An engine providing a simple framework to process .csv
file/s. Since the justification for the engine creation is to help the demonstrators of the "Functional Programming Course" in grading the students' files, it was named "FPC Grading Engine".
- Create a list of configurations. Each configuration is a processing unit for a certain .csv file/s. The options of the configuration object are explained below. E.G:
configurations = [
{
"paths" : ["file1.csv", "file2.csv"...],
"rename_patterns" : [(r"regex1", "new_column_name"), ...],
"rowIDs" : ["neptun-code", ...],
"evaluations" : [
{
"name" : "column name of the evaluation",
"nullfilter": True,
"columns" : [r"column_name_regex1", ...],
"callback" : lambda IDs, row: ...
}
]
}
]
- Create an engine instance and pass the list of configuration to it.

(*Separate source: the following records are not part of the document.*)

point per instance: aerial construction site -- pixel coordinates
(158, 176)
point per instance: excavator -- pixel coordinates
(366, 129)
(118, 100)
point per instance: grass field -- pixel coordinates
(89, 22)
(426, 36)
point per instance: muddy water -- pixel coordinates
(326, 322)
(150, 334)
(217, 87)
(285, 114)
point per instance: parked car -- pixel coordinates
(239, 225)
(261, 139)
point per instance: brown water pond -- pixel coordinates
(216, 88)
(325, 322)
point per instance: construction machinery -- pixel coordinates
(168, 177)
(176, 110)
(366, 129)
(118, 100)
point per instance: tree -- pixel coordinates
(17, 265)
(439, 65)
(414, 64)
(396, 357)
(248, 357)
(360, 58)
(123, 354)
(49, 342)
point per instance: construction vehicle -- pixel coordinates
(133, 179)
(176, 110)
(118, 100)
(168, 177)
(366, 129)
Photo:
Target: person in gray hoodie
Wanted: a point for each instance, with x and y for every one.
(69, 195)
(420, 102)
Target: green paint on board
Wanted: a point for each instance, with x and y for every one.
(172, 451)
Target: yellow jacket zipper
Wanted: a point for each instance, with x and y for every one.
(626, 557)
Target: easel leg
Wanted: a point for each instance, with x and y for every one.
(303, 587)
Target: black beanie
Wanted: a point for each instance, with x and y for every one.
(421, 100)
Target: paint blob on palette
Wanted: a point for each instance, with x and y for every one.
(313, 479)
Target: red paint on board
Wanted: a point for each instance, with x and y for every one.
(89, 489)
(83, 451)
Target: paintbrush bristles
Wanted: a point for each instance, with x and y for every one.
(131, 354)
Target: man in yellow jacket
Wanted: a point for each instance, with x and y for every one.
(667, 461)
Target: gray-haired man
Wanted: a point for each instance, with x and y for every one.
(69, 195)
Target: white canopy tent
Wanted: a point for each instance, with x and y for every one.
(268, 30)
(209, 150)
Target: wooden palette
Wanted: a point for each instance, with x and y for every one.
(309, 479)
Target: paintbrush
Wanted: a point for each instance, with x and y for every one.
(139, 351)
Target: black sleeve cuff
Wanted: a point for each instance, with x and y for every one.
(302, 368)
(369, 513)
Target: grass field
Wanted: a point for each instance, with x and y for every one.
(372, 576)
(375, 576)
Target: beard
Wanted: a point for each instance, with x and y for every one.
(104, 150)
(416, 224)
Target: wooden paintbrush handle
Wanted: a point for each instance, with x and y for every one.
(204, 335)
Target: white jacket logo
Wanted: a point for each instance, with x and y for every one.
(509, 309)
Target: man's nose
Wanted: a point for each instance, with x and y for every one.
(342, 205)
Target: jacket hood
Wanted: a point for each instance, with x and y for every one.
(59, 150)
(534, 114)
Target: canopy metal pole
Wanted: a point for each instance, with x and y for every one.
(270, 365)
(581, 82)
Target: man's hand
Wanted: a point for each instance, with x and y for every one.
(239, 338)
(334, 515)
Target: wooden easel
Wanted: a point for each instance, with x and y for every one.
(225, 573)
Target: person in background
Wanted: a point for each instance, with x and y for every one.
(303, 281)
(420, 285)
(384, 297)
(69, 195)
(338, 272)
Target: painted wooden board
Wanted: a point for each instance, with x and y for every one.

E.G:
from fpcg_engine import FPCG_Engine
engine = FPC_Engine(configurations)
- Call the evaluate method to start processing the data. The method outputs a new table with the columns named after the evaluations names. E.G:
# Evaluates all configurations and output tables respectively
tables = engine.evaluate()
Note: If multiple configurations are given and only one need to be processed, you can pass the desired configuration to be evaluated in the evaluate method as an argument. E.G:
tables = engine.evaluate(0)
- The
evaluate()
method returns a list of pandas DataDrames. To save the evaluated data into a .csv file, you can call the.to_csv()
method provided inside the pandas dataframe objects.
Configuration contain multiple variables which define the behavior of the engine. Hereafter, these variables are explained:
-
paths : The .csv file/s relative path which contain the data. Multiple paths can be given. The engine appends the rows of the file with respect to the rowIDs.
-
rowIDs : The column name/s which contain unique data so it can be used as an ID. Note, multiple IDs can be used, yet it is not recommended.
-
rename_patterns : Comprises renaming tuples. First entry of each tuple is a regular expression, while the second one is a string. Providing this entry orders the engine to rename the given columns when the files are first loaded. Note that, the renaming patterns are applied before the rowIDs are processed.
-
evaluations : Contains a list of evaluation objects. Each evaluation is a column in the output table of the engine for that specific configuration. For instance, if the configuration above is fed to the engine, the output table of the processed configuration will only contain the columns in the rowIDs and the evaluation names (in our previous configuration, the only provided evaluation name was:
"column name of the evaluation"
). -
evaluation . name : The name of the output column of this evaluation.
-
evaluation . nullfilter: If null values should be passed to the evaluation function.
-
evaluation . columns : A list of regular expressions defining the columns that their values are required for the process of this evaluation.
-
evaluation . callback : A callback function in which the rowIDs and the data of the specified columns are passed to. The output of the function defines the value of the evaluation. This function is called for each row of the configuration. Function template :
def funcname(IDs, data)
. The IDs are values of the ID columns, while the data contain the values of the evaluation . columns.